Poster
Monitoring machine learning-based risk prediction algorithms in the presence of performativity
Jean Feng · Alexej Gossmann · Gene Pennello · Nicholas Petrick · Berkman Sahiner · Romain Pirracchio
MR1 & MR2 - Number 72
Performance monitoring of machine learning (ML)-based risk prediction models in healthcare is complicated by the issue of performativity: when an algorithm predicts a patient to be at high risk for an adverse event, clinicians are more likely to administer prophylactic treatment and alter the very target that the algorithm aims to predict. A simple approach is to ignore performativity and monitor only the untreated patients, whose outcomes remain unaltered. In general, ignoring performativity may inflate Type I error because (i) untreated patients disproportionally represent those with low predicted risk, and (ii) changes in the clinician's trust in the ML algorithm and the algorithm itself can induce complex dependencies that violate standard assumptions. Nevertheless, we show that valid inference is still possible when monitoring \textit{conditional} rather than marginal performance measures under either the assumption of conditional exchangeability or time-constant selection bias. Finally, performativity can vary over time and induce nonstationarity in the data, which presents challenges for monitoring.

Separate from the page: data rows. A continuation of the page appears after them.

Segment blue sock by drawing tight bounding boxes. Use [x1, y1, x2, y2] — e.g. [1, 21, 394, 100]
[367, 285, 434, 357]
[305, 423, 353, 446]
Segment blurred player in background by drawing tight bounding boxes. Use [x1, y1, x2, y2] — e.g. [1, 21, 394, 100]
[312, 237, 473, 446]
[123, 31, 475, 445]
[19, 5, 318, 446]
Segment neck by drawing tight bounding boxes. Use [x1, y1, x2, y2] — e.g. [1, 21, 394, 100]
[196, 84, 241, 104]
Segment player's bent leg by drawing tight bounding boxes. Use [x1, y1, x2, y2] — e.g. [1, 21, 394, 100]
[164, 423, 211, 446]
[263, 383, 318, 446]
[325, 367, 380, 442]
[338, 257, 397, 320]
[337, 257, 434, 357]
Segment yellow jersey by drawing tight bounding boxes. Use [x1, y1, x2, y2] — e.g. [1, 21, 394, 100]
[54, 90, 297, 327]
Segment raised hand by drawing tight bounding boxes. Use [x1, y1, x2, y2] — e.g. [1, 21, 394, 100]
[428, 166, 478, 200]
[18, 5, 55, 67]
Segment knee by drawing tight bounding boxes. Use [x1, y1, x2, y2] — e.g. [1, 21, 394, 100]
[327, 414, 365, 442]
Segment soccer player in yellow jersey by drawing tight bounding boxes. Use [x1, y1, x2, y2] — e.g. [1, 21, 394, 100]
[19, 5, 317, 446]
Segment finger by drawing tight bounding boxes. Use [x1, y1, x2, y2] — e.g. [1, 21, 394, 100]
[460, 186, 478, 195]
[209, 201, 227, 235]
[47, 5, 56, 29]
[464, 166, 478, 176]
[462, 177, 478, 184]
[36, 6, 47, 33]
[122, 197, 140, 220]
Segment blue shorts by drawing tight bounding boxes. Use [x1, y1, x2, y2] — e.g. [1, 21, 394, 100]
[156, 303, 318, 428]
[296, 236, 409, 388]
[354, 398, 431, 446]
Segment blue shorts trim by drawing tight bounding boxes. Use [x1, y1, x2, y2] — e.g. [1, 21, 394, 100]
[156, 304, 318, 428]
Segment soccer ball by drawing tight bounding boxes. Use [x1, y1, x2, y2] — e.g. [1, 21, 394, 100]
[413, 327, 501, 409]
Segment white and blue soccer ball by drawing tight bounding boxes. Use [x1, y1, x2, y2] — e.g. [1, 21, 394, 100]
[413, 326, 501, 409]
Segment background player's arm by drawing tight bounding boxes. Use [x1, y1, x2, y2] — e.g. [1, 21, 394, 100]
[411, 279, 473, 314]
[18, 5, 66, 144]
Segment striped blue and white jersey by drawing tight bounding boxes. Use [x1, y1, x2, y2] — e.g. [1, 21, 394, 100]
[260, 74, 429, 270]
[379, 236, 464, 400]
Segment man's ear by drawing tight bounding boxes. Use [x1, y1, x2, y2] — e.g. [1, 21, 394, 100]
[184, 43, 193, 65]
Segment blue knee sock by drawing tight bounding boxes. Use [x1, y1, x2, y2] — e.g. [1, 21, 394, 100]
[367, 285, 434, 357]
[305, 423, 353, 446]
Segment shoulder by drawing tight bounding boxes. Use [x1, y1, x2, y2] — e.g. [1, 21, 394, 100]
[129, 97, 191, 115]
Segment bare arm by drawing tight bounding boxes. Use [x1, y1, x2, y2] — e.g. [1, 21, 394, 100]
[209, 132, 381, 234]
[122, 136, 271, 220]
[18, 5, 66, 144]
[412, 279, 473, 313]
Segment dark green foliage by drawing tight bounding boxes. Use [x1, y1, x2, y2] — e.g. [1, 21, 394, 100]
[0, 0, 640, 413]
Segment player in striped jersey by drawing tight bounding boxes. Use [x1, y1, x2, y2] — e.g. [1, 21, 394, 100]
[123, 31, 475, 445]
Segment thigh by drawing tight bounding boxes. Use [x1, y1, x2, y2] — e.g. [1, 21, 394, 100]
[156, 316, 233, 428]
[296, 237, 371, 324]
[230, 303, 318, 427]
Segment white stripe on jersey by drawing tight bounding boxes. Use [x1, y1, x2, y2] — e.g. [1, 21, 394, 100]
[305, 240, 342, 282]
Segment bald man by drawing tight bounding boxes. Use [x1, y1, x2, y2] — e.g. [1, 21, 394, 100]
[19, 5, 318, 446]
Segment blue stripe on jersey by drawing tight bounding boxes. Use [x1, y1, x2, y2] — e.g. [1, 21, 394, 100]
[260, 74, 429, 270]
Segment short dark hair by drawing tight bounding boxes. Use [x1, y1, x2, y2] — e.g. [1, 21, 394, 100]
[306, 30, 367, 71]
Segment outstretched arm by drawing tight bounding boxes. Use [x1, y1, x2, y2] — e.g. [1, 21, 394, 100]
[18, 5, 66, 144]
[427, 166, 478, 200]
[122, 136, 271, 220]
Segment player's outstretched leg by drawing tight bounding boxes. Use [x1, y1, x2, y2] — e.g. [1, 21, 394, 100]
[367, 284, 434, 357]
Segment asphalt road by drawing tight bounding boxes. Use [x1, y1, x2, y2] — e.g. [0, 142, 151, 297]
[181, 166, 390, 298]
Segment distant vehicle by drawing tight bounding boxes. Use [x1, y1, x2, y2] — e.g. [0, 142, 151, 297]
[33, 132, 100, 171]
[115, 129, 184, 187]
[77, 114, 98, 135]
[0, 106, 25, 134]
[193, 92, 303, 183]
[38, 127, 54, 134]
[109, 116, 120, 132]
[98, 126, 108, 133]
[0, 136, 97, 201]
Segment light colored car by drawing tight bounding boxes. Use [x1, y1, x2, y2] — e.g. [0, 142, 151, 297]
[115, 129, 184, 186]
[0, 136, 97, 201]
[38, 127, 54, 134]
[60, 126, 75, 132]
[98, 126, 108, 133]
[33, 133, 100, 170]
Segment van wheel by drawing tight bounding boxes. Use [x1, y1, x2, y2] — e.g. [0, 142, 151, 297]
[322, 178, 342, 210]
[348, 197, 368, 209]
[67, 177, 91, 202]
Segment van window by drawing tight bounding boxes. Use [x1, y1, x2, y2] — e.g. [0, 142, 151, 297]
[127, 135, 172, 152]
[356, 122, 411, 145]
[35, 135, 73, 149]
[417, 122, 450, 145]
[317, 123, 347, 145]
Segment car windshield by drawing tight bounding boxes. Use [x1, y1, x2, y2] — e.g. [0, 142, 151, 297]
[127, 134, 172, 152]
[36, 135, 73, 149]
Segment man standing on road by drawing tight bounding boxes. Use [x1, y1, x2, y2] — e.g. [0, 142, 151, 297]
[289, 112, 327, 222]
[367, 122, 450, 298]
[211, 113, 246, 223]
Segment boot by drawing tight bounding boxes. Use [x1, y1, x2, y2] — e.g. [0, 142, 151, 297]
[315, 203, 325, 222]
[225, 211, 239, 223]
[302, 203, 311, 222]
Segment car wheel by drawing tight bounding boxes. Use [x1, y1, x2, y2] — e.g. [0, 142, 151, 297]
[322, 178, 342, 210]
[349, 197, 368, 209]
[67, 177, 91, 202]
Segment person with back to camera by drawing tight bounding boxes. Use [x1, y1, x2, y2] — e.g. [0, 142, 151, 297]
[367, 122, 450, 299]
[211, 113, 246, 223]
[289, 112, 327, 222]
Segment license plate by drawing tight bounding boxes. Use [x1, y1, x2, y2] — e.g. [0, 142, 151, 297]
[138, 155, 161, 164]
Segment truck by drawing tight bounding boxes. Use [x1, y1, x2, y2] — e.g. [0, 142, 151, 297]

To this end, we introduce a new score-based cumulative sum (CUSUM) monitoring procedure with dynamic control limits. Through extensive simulation studies, we study applications of the score-based CUSUM and how it is affected by various factors, including the efficiency of model updating procedures and the level of clinician trust. Finally, we apply the procedure to detect calibration decay of a risk model during the COVID-19 pandemic.